Larson played a series of clips from that interview in court Wednesday, in which Sims repeatedly stated variations of “I’m not a killer” and “I’ve never killed anybody.”

He claimed to have heard gunshots outside the apartment, but did not witness the Dec. 8 shooting.

At one point he said Moore’s girlfriend would corroborate his version of the story, and at another he said: “If I killed him and he said I did, I’m going to jail.”

McCartney told Sims he had video footage of him there “when it happened,” but the last security camera footage of Sims shows him leaving the apartment about 13 minutes before the shooting.

Larson showed several security camera clips Tuesday and Wednesday that he said showed the camera didn’t always activate correctly when someone showed up and relied on the technology’s ability to recognize a human form.

Pollock, however, pointed out that no one had video of Sims on stage during filming, and Sims told McCartney that it was impossible for such footage to exist.

Sims, who was present throughout the trial, chose not to testify.

Larson’s closing arguments centered around Sims’ relationship with Moore’s girlfriend, saying he wanted him out of the picture.

“Kadeem was the problem and the solution was in the waist,” Larson said. “(Moore’s girlfriend and her daughter) are victims in this case, subjected to violence brought by Turhan and Kadeem into their home.”

He also played clips from the body camera footage and Moore’s girlfriend’s 911 call.

“This is not the voice of someone trying to frame poor Mr. Sims,” ​​Larson said.

Pollock’s closing arguments centered around the idea that if Sims admitted to the shooting, he would have a light case of second- or third-degree murder, rather than first-degree.

“All Turk (a nickname for Sims) has to do, if he did this, is say yes, I did, and it was to defend her (Moore’s girlfriend),” Pollock said.

She questioned the girlfriend’s decision to continue talking and spending time with Sims after the shooting and before his arrest, as well as the six- or seven-minute lapse between the shooting and the 911 call.

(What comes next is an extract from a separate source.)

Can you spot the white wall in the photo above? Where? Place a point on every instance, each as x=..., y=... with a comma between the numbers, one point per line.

Pollock suggested any of several witnesses could have been responsible for the shooting, prompting Moore’s girlfriend and her daughter to conspire to say Sims did it.

“Unfortunately, I think the two most likely scenarios are that someone who was still in the apartment was terrified that Brittany was finally going to get from this guy,” Pollock said.

Pollock also emphasized to the jury that any reasonable doubt as to the defendant’s guilt, the jury should find “not guilty.”